According to the most recent weekly Central Bank of Kenya (CBK) data, reserves have reached Sh1.049 trillion ($7.532 billion), or 4.15 months’ worth of import coverage.

The previous week, the forex buffer was Sh857 billion ($6.152 billion), or 3.62 months’ worth of import coverage.

For the first time since 2015, the cover had fallen below the four-month mark in late November of last year as a result of growing external debt service obligations during a time when the nation was unable to access external financing.

Foreign exchange reserves are used to pay back external loans and import necessities like fuel and medicine.

They also act as fallback funds when the CBK sells dollars to foreign exchange traders like banks and forex bureaus to lower volatility, such as when the shilling weakens.

The rising forex cover is anticipated to provide some relief for the weakening shilling, which this week crept closer to breaking the Sh140 barrier against the US dollar.

The World Bank approved the $1 billion (Sh139.3 billion) budget support loan for Kenya earlier this month.

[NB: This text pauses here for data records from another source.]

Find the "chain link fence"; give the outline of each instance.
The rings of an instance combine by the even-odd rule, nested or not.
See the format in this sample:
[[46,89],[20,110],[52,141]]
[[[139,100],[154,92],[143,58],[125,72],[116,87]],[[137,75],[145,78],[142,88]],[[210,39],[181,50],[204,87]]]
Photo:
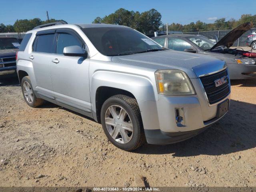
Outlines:
[[[249,30],[243,34],[235,42],[233,46],[236,47],[246,46],[246,41],[247,39],[247,36],[251,34],[252,32],[256,31],[256,28],[252,28],[251,30]],[[220,31],[188,32],[183,33],[193,35],[201,35],[210,39],[216,39],[216,37],[217,36],[218,37],[219,39],[220,40],[231,30],[222,30]]]

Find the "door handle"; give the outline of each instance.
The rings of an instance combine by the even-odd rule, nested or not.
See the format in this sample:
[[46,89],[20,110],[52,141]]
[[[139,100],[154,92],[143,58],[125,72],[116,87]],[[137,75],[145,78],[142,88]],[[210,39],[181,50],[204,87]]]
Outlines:
[[59,63],[59,62],[60,62],[58,60],[58,59],[53,59],[52,60],[52,62],[54,63]]

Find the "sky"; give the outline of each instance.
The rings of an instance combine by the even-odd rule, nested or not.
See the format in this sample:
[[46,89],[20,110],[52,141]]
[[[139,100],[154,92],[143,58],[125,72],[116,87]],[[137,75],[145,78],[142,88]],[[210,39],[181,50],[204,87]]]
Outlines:
[[182,24],[198,20],[213,22],[225,18],[239,19],[242,14],[256,14],[256,0],[2,0],[0,23],[13,24],[18,19],[49,18],[63,19],[69,24],[91,23],[120,8],[140,12],[155,8],[162,21]]

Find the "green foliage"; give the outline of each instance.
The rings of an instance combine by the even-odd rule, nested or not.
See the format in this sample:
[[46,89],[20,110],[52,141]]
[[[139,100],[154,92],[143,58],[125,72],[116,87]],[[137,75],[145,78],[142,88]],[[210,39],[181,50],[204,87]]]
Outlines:
[[[178,31],[183,32],[194,31],[213,31],[233,29],[238,26],[246,22],[252,22],[254,27],[256,27],[256,15],[244,14],[241,16],[238,20],[231,18],[226,21],[225,18],[216,20],[213,23],[206,24],[200,20],[196,23],[194,22],[187,25],[182,25],[179,23],[172,23],[168,25],[169,31]],[[166,30],[166,26],[160,27],[161,30]]]
[[[50,23],[57,21],[64,21],[64,20],[56,20],[54,19],[49,20]],[[20,32],[26,32],[31,30],[36,26],[48,23],[48,20],[42,21],[39,18],[33,19],[24,19],[19,20],[19,26]],[[7,25],[5,26],[2,23],[0,24],[0,33],[7,32],[18,32],[19,31],[18,22],[16,21],[13,25]]]
[[140,13],[121,8],[102,18],[97,17],[92,23],[124,25],[147,34],[158,30],[162,24],[161,18],[160,13],[154,9]]

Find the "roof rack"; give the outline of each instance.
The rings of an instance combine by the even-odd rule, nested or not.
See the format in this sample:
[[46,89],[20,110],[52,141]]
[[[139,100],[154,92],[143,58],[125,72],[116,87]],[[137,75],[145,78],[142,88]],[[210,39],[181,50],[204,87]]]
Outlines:
[[68,23],[65,21],[57,21],[57,22],[54,22],[53,23],[46,23],[43,24],[42,25],[38,25],[34,27],[33,29],[39,29],[42,28],[43,27],[49,27],[50,26],[53,26],[54,25],[63,25],[64,24],[68,24]]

The fresh foreign contributions increased a syndicated loan for Sh69.7 billion ($500 million), which was partially disbursed in mid-April.

The CBK anticipates additional inflows to strengthen the dollar cover, including the IMF’s disbursement of Sh55.7 billion ($410 million) in mid-July.

“We expect about $100 million (Sh13.9 billion) from the African Development Bank and we have already received some proceeds from a syndicated loan,” CBK governor Patrick Njoroge said on May 31.